A couple of years ago, I wrote a blog about an interesting article by Hides and Stanton that related size and strength of the multifidus to the risk for lower extremity injury in Australian professional football players.
Now some of the same researchers are looking above. A prospective cohort study has recently been published that examined factors and their effects on concussions. Physical measurements of risk factors were taken in pre-season among Australian football players. These measurements included balance, vestibular function, and spinal control. To measure these outcomes the following tests were included: for balance the amount of sway across six test conditions were performed; vestibular function was tested with assessments of ocular-motor and vestibular ocular reflex; and for spinal control cervical joint position error, multifidus size, and contraction ability was tested.

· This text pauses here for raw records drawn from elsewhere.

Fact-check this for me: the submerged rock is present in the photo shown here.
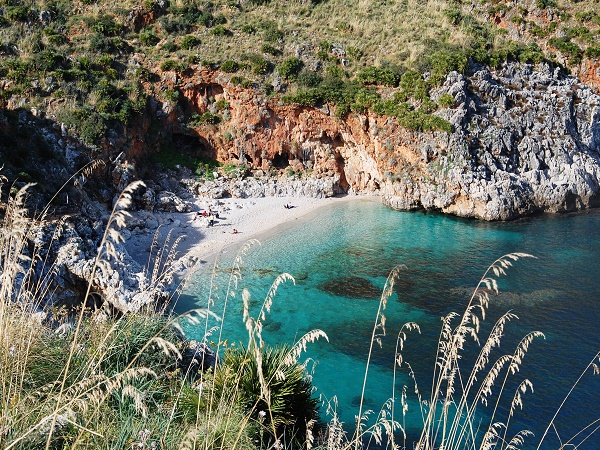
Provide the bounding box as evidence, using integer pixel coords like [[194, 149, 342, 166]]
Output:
[[319, 277, 381, 298]]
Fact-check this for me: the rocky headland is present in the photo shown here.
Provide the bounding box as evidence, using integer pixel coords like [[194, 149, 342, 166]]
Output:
[[0, 63, 600, 311]]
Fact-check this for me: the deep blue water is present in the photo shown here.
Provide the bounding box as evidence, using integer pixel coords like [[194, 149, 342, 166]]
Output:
[[178, 200, 600, 449]]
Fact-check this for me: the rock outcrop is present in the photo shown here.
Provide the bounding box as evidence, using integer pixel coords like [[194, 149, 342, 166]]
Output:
[[145, 63, 600, 220]]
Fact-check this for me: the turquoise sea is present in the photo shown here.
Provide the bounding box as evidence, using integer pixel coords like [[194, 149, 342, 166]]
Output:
[[178, 199, 600, 449]]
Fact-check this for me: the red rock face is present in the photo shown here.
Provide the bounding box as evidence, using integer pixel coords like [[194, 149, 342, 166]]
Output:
[[146, 69, 425, 192]]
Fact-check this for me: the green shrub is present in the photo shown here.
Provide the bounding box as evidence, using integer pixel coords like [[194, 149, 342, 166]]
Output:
[[260, 44, 281, 56], [210, 25, 232, 36], [160, 59, 187, 72], [88, 33, 117, 53], [215, 98, 229, 111], [429, 50, 469, 86], [263, 22, 283, 42], [56, 107, 107, 144], [585, 45, 600, 59], [444, 8, 463, 26], [138, 27, 160, 47], [245, 54, 273, 75], [298, 70, 323, 88], [240, 23, 257, 34], [535, 0, 556, 9], [89, 14, 123, 36], [229, 75, 246, 86], [188, 111, 222, 127], [400, 70, 428, 99], [215, 347, 318, 448], [161, 39, 177, 53], [575, 11, 598, 23], [213, 14, 227, 25], [277, 57, 304, 80], [158, 5, 202, 34], [221, 59, 240, 73], [31, 50, 65, 72], [4, 5, 33, 22], [548, 37, 583, 59], [356, 66, 400, 87], [180, 34, 200, 50]]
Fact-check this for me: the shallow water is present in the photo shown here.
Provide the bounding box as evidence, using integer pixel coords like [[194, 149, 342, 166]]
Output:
[[178, 201, 600, 448]]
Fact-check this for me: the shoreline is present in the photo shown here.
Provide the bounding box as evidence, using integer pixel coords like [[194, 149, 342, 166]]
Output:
[[124, 195, 381, 274]]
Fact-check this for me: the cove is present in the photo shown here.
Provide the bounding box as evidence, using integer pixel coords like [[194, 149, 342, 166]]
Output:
[[177, 199, 600, 448]]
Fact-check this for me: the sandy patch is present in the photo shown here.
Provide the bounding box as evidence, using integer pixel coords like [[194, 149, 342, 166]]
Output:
[[125, 196, 379, 265]]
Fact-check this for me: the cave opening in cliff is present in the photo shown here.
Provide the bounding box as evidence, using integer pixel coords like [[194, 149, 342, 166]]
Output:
[[171, 134, 217, 161], [273, 153, 290, 169]]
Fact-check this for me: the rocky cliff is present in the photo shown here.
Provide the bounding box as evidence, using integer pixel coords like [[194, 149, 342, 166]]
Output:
[[0, 58, 600, 311], [138, 59, 600, 220]]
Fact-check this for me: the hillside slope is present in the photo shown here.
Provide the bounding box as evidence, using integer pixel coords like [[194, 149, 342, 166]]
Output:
[[0, 0, 600, 220]]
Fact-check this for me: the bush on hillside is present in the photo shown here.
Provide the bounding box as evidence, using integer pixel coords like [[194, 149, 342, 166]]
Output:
[[277, 57, 304, 80]]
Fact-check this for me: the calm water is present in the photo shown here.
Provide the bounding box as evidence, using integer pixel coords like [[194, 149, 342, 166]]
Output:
[[178, 201, 600, 449]]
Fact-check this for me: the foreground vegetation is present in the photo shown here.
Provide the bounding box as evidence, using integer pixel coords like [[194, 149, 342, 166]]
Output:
[[0, 178, 600, 450]]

The objective measure was concussion injury obtained during the season diagnosed by the medical staff.
The findings were so interesting! Age, height, weight, and number of years playing football were not associated with concussion. Cross-sectional area of the multifidus at L5 was 10% smaller in players who went on to sustain a concussion compared to players that did not receive a concussion. There were no significant differences observed between the players that received concussion and those who did not with respect to the other physical measures that were obtained.
With all the recent evidence about the harmful effects of concussions amongst our athletes, I find this information amazing and am excited to see where the researchers take this in the future. The next question for the physical therapist is how do we train the multifidus? The multifidus can be difficult to retrain in some individuals. It is a hard muscle for some patients to learn to recruit. Biofeedback using ultrasound imaging can make this daunting task easier for many patients. With the cost of ultrasound units coming down, it is also a very reasonable tool for clinics to look at investing in.
Join me to learn more about the multifidus and how to use ultrasound imaging in the retraining process. Future course offerings include August in New Jersey, and November in San Diego. I look forward to seeing you there!
Hides, Stanton. Can motor control training lower the risk of injury for professional football players? Med Sci Sports Exerc. 2014; 46(4): 762-8.
Leung, Hides, Franettovich Smith, et al. Spinal control is related to concussion in professional footballers. Brit J of Sports Med. 2017; 51(11).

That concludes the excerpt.